For the students, faculty, administrators, and others who routinely found themselves onstage before the student body and members of the local community at the Bedford North Lawrence Performing Arts Center, the quality of the facility’s sound reinforcement system was a sore subject.
Speakers and performers alike routinely experienced RF (radio frequency) interference, excessive dropouts, and poor sound quality as they struggled with the antiquated wireless microphone system.
After determining this unfortunate state of affairs had existed for far too long, officials for the North Lawrence Community Schools decided an upgrade was in order—and they found their solution with wireless technology from MIPRO, distributed in North America by Kansas City, MO-based Avlex Corporation.
According to Nathan Lowery, manager of the Bedford North Lawrence Performing Arts Center, whose responsibilities include overseeing all aspects of audio and lighting in addition to supervising students who assist with productions, the acquisition of the MIPRO equipment was most timely.
“Our old wireless system had really seen its better days,” said Lowery. “With so many wireless products on the market now, our previous system lacked the ability to function well in a congested RF environment.
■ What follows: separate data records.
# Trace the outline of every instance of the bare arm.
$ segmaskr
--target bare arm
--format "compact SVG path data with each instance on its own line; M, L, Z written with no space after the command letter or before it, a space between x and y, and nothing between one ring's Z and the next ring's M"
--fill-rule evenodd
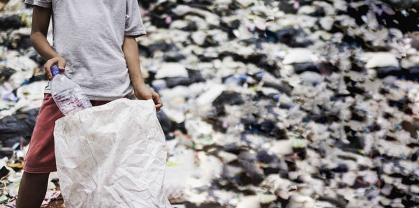
M128 72L134 88L134 93L140 100L153 99L156 105L156 110L159 111L163 106L160 96L152 90L144 82L140 66L140 57L138 55L138 46L137 41L133 37L125 36L122 44L122 51L125 56Z
M47 60L47 62L44 64L44 75L49 80L52 78L51 66L57 64L61 70L64 70L66 67L66 60L54 51L47 40L50 18L50 8L34 6L30 40L36 52Z

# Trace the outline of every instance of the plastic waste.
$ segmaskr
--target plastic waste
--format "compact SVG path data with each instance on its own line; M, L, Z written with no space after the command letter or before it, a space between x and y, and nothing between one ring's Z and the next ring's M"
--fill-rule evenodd
M82 88L61 74L58 66L52 66L51 73L51 95L64 115L91 107Z
M152 100L121 98L71 114L56 121L54 138L66 207L171 207Z

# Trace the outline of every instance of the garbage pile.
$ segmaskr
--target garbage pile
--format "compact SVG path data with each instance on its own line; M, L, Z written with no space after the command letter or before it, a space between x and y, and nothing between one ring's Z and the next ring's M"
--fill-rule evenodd
M0 4L3 147L27 143L45 82L21 3ZM419 205L418 1L139 3L172 204Z

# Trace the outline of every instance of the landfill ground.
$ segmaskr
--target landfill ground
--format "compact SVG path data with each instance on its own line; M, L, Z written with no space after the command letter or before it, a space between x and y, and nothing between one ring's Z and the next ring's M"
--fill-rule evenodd
M172 204L419 207L419 1L139 2ZM47 82L31 11L0 0L1 207ZM44 205L61 207L50 179Z

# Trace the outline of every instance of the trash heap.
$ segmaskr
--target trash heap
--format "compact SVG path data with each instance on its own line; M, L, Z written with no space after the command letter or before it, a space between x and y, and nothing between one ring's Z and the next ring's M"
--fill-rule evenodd
M1 2L0 139L19 149L45 61L31 9ZM172 204L419 206L418 1L140 3Z

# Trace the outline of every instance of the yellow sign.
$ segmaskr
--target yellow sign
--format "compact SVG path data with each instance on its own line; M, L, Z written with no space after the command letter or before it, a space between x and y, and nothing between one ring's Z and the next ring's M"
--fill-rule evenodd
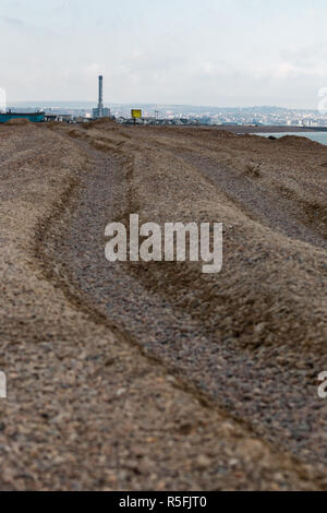
M142 118L142 110L141 109L132 109L132 118Z

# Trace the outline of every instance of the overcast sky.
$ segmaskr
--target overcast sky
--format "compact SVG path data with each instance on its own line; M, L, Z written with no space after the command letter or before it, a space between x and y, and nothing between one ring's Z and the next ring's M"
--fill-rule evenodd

We routinely had interference from other signals in the area and this caused a myriad of difficulties. Additionally, dropouts were very common.
“We actually had to keep the receivers on stage in order for the transmitters to be heard. Between the subpar audio quality and the frequent dropouts, the system compromised everything we tried to do.”
Sold by John Schaeffer of Indianapolis, IN-based Indy Pro Audio, the MIPRO system purchased by the North Lawrence Community Schools for their 1,900-seat proscenium style theater consists of four ACT-707D Dual-Channel Receivers, six ACT-707TM PLL (Phase-locked loop) Synthesized bodypack transmitters used in conjunction with the MU-55LX lavaliere microphones, and two ACT-707HM PLL Synthesized handheld microphone transmitters.
Lowery was quick to point out that in addition to the equipment being very intuitive to operate, the documentation was equally informative.
“After taking delivery of the equipment,” notes Lowery, “we had everything up and running in less than a week. The system is very user friendly and the manuals are excellent. I never had to make a single call for technical support. I was particularly impressed with MIPRO’s ACT (Automatic Channel Targeting) technology, which makes identifying and locking in open frequencies a quick and painless process. We can identify an available frequency and program the transmitter in less than a minute. This is a very nice feature.
“Similarly, the range of the new equipment is tremendous. We now have the receivers stationed at the FOH (front of house) mix position, which is approximately 135 feet from the stage and have actually tested the equipment’s range and found it to be far greater than that.”
The Bedford North Lawrence Performing Arts Center is home to 2-3 musicals, 1-2 plays, and roughly 4 community concerts during the course of the academic year. Additionally, a wide range of meetings and presentations takes place there. Regardless of the type of event, Lowery reports the new system is proving to be incredibly popular will everyone who uses it.
“The principal and other school officials have become very fond of the mobility the system affords,” says Lowery. “Nobody wants to use a wired microphone anymore!”
As he re-focused his attention back toward school business, Lowery offered this final thought about the new MIPRO wireless microphone system. “Everyone has been very impressed,” said Lowery. “The system’s sound quality is excellent. These days, we rarely need much, if any, EQ in order to obtain the sound we’re looking for.
“Dynamic range is first rate and the system’s gain before feedback is terrific. We never encounter difficulty obtaining the levels we need. This new equipment makes everything easier. We haven’t experienced a single glitch with this system. I can power it up, hand a mic to a person, and feel confident the system will perform as expected. This is a vast improvement.”